A small, round man with lively, beady eyes, wearing the countryman’s uniform of corduroy trousers and beret, he sits reading the newspaper or fiddling with his clocks, waiting for people to turn up. When they do, he gives them a guided tour of his cramped premises. The place is crammed with clocks, mainly grandfather clocks, but smaller ones are displayed on every available surface. They include an ancient mechanism, which he has restored and specimens that have curiosity, if not aesthetic value, such as a small clock inlaid into a misshapen bottle.
The Statistics Freak adores clocks too. I bought him one for an important birthday (I won’t tell you which one). It’s a pretty, pot-bellied long case clock, known as a Comtoise, probably made just over a century ago. Made of deal, our Comtoise is crudely painted with flowers and incised with curlicues. The SF chose it over its more elegant and imposing rivals, since he thought – and I agree – that it would go best in our house.
This type of clock originated in the mountainous Jura region, where farmers whiled away the snowy winters by making clocks. The first Comtoise is dated to 1693. During the 19th century, they were sold throughout France by colporteurs (travelling salesmen or hawkers). Thanks to the railway, these clocks spread widely outside the Jura.

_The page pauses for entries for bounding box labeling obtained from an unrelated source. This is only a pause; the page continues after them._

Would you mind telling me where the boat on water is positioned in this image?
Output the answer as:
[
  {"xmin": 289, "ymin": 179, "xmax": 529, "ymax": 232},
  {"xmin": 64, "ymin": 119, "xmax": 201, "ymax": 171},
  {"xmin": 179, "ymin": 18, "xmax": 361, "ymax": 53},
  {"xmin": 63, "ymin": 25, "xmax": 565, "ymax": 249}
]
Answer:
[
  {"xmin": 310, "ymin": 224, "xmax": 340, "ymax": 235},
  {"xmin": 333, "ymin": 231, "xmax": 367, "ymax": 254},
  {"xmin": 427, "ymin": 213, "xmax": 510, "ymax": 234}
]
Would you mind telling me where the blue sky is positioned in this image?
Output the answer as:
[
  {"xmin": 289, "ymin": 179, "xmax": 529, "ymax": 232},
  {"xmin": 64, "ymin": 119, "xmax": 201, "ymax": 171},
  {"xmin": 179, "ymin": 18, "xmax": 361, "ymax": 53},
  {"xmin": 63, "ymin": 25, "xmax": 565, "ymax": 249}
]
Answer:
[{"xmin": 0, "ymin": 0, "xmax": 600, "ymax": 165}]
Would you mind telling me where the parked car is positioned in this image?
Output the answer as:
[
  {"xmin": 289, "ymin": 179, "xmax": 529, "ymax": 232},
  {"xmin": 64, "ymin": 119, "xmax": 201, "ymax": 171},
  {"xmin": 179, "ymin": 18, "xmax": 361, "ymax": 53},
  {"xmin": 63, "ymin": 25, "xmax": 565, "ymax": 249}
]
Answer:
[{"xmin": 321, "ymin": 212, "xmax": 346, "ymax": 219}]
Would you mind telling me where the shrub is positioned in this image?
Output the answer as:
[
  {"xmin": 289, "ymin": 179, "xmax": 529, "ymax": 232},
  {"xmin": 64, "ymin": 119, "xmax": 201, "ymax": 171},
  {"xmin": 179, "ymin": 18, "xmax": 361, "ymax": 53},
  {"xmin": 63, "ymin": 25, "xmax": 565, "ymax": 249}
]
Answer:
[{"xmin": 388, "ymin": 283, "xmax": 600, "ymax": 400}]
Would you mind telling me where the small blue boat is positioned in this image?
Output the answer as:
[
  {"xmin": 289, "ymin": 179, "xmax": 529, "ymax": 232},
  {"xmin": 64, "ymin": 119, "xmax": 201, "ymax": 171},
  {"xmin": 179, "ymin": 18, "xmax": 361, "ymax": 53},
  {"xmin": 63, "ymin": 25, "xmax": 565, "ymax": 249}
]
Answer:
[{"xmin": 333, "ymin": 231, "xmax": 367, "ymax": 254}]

The face indicates that the clock comes from Boisson Horloger at Castelnau. There are more than 20 places called Castelnau, all of them in the south of France and none in the Jura that I can find. It’s possible that Boisson was not the maker, but the retailer. It’s also possible that, by the end of the 19th century, the manufacture of Comtoises had spread beyond the Jura. Above the face, a classic scene shows Mary and Joseph, with Mary riding side-saddle on a donkey or ass, holding the infant Jesus.
The clock has a beautiful, melodious chime, since the bell was cast and then crafted by hand, so we are told. It chimes the hour a second time, at an interval of two minutes, which is apparently a distinguishing feature of a Comtoise.
When Monsieur V delivered the clock, it took him about 1½ hours to get it going. The problem is that the mechanism is very sensitive indeed. The whole thing has to be completely level, which in our house is a virtual impossibility. It’s therefore wedged with pieces of old business card (I knew they would come in handy one day) and slivers of Perspex. It greatly objects to being touched and if you vacuum within a metre of it, it stops. The clock is a presence, almost a personality, and the SF despairs if it stops since it’s so hard to get it, and keep it, going again.
Such clocks were normally placed within sight of the front door, Monsieur V told us, so that people could look in and see what the time was without interrupting their work or soiling the house with muddy boots. It now performs the same function for me, straight ahead of my computer screen. I always look at the clock to see the time, never at the digital display on my screen or my watch, so if the clock stops it completely throws me.
Monsieur V has a gently mocking sense of humour. I took a friend who was staying last year up to see his atelier. I reminded Monsieur V that he had sold me a clock and then told him, “Elle marche bien” (it works well). Wagging his finger in front of my face, eyes twinkling, Monsieur V replied, “Ah, mais vous savez, vous ne verrez jamais une horloge en train de marcher!” (ah, but you know, you’ll never see a clock walking). Of course, I should have said, “Elle fonctionne bien” – fonctionner being the correct word for ‘work’ or ‘function’. But every French person I know, except obviously Monsieur V, uses marcher.
However long I live here, I’ll never quite get it right.